Tips to Get Through Tough Workouts
There was a really great write up on our Team Beachody site by Zack Zeigler. In it, he refers to some tips from Dr. JoAnn Dahlkoetter, who has worked with handfuls of top athletes, including Olympic gold medal winners as well as just average people like you and me. She also won the San Francisco Marathon in 1980, so she may know a thing or two.
- Mentally Prepare: “People can fail from not being in touch with their bodies,” she says. Some Beachbody® workouts will wipe you out. (There’s a reason the plyometric workout in P90X2® is called Plyocide and not Plyo-this-might-be-kinda-tough.) But understanding, embracing, and anticipating that you’ve signed up to tackle a ball-busting workout can help you size up the challenge and muster the fortitude required to overcome it.
- Find a Workout Buddy: If during a grueling workout you find yourself taking a break from taking a break after you just got finished taking a break, consider recruiting someone to train with you. Researchers at Kansas State University found that people who train with a more skilled workout partner who doesn’t cheerlead you through the workouts worked out for longer periods of time.1 That’s because this competitive attitude supposedly makes you not want to feel like the “weak link” and encourages you to work harder. We talked about this last week. When you see our You Tube vids, it’s apparent I like workout partners.
- Get into a Routine: Make your workout session as much of a priority as you would other important daily activities, like brushing your teeth, getting to work on time, or DVRing America’s Got Talent. “Build a routine so you’re doing [your workout] at the same time each day,” Dr. Dahlkoetter suggests. “If you don’t have a routine, the workout becomes a low priority that might get overlooked.”
- Make Your Goals Specific: Instead of saying you want to “lose weight” or “look better,” come up with specific goals you want to accomplish, like “losing six pounds,” or “finally fitting into my wrestling singlet from college.” Those details will offer you something tangible to strive for. The S.M.A.R.T. (specific, measurable, achievable, realistic, and time-targeted) goal technique has proven to be popular and effective for constructing a plan of attack, whether you’re tackling work projects or getting through a workout.
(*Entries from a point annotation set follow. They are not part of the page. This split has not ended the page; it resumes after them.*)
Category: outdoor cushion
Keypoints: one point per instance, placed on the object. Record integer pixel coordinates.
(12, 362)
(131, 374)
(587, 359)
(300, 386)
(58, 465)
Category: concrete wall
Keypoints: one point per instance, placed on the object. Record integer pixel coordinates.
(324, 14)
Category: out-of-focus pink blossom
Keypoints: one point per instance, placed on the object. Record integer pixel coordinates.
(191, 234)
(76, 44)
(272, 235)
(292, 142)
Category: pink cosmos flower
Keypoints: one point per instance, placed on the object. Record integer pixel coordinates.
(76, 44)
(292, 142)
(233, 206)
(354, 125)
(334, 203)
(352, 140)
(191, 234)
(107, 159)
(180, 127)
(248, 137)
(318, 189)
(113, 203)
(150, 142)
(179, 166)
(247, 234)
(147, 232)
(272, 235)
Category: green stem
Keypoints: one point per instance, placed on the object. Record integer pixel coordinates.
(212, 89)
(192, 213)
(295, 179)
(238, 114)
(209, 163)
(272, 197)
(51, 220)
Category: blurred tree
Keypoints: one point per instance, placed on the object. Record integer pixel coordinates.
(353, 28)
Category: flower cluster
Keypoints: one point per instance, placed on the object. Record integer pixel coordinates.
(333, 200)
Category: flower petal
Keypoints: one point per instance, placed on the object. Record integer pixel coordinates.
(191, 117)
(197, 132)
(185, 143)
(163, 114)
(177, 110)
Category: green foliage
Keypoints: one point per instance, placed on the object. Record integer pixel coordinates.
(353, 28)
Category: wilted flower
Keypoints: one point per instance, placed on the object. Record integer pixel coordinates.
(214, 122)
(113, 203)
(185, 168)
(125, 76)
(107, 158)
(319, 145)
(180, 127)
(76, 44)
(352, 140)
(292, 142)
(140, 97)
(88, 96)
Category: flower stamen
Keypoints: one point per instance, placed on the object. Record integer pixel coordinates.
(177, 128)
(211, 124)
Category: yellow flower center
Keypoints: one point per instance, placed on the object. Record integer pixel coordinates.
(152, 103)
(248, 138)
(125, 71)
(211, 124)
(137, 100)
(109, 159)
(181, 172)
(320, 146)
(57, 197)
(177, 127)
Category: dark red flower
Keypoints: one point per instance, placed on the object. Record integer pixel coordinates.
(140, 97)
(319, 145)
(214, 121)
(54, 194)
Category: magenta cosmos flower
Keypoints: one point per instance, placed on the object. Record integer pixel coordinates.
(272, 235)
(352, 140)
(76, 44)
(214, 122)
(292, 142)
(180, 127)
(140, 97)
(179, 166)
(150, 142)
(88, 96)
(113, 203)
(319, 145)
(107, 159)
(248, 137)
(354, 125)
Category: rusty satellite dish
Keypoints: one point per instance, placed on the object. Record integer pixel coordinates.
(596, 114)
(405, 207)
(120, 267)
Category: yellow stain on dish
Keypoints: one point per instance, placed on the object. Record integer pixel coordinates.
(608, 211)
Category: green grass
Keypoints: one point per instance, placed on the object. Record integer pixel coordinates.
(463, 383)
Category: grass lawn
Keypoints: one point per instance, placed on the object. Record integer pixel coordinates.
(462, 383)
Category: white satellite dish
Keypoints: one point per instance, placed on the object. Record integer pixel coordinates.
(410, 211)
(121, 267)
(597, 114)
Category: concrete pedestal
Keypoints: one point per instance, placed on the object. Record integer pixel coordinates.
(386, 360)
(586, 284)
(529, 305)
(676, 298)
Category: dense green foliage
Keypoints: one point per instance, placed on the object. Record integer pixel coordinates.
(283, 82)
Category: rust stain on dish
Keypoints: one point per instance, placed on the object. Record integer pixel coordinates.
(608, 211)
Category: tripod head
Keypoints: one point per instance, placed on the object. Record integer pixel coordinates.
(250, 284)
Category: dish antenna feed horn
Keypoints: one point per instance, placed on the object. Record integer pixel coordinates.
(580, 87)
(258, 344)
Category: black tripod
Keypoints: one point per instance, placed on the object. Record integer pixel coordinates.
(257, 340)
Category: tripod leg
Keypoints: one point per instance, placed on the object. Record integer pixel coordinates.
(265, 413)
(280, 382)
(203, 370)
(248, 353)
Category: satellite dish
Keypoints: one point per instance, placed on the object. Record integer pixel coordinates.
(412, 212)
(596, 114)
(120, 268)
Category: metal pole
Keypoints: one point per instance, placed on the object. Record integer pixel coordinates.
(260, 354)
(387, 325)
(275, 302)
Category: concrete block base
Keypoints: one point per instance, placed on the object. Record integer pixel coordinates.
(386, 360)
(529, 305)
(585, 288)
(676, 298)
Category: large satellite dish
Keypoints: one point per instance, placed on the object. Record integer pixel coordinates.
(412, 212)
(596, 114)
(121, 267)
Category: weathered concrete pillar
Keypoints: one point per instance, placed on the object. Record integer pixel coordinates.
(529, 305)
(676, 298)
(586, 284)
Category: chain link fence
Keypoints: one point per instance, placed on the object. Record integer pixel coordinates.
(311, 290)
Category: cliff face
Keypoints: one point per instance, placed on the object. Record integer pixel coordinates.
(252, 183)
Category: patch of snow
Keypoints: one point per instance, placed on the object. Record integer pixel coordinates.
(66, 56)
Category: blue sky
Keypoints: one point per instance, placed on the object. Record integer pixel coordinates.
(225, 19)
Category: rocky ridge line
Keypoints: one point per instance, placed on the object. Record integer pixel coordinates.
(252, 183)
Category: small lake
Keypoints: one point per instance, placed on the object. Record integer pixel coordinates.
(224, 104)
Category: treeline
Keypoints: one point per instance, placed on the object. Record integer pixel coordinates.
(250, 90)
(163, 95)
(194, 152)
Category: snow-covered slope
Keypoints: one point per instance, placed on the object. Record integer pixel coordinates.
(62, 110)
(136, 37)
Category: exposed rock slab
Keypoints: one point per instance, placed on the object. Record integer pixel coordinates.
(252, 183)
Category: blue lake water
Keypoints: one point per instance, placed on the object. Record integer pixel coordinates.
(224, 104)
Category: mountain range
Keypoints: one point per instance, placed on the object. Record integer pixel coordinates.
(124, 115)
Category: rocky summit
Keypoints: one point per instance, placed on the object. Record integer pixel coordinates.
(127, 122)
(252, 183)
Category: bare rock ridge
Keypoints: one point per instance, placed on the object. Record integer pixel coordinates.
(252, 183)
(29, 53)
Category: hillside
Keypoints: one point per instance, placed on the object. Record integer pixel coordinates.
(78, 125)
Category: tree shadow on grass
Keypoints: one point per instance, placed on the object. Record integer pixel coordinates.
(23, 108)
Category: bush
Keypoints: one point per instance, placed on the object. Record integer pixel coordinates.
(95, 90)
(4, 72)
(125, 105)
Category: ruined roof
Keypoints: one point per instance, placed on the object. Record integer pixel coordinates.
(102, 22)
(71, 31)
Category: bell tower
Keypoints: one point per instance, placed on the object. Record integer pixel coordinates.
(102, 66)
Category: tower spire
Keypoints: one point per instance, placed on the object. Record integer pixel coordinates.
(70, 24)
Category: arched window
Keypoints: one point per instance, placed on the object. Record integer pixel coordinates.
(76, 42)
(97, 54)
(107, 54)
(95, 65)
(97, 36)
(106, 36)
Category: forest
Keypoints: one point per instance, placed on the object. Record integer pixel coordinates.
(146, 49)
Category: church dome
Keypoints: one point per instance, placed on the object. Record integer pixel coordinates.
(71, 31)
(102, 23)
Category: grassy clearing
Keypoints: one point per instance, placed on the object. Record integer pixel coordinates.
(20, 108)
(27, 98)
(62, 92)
- Use the 3 Ps: It sounds pretty hippie, but Dr. Dahlkoetter has “Three Ps”—Positive Images, Power Words, and Present Focus—that can actually help. Studies show that athletes who visualize themselves winning are more likely to succeed.2 Visualize the whole process, from going to bed at the right time to finishing your workout, and you’ll be more likely to get through it, improving your overall concentration in the process.Then, create some “Power Words” to help you push through those super-tough moments. I’m usually spewing four-letter words after about 25 minutes of most of my workouts. Instead, try this exercise: On a piece of paper, write all of your excuses, self-doubts, and negative thoughts about the workout on the left side. Then, on the right side, write what the opposite of that would be. For example: If you write you’re “too tired” on the left side, write your “mind and body are stronger and healthier each day” on the right. When you’re lagging, tell yourself those things you’ve written on the right side of the paper. My Shaun T bracelet is a good reminder for me.And, finally, focus on the present. From worrying about work to your kids to whether the Inland Empire 66ers are going to cover the run line (I’m letting it ride on you, fellas!), we all have plenty of daily stresses to contend with. But your workout shouldn’t be one of them; in fact, it might be the only hour of the day you get to focus entirely on yourself. To do that and offer your best effort, you need to be present from beginning to end. That said, during your Wall Sits or another difficult move that doesn’t pose a high risk of injury, feel free to let your mind wander to your “happy place.”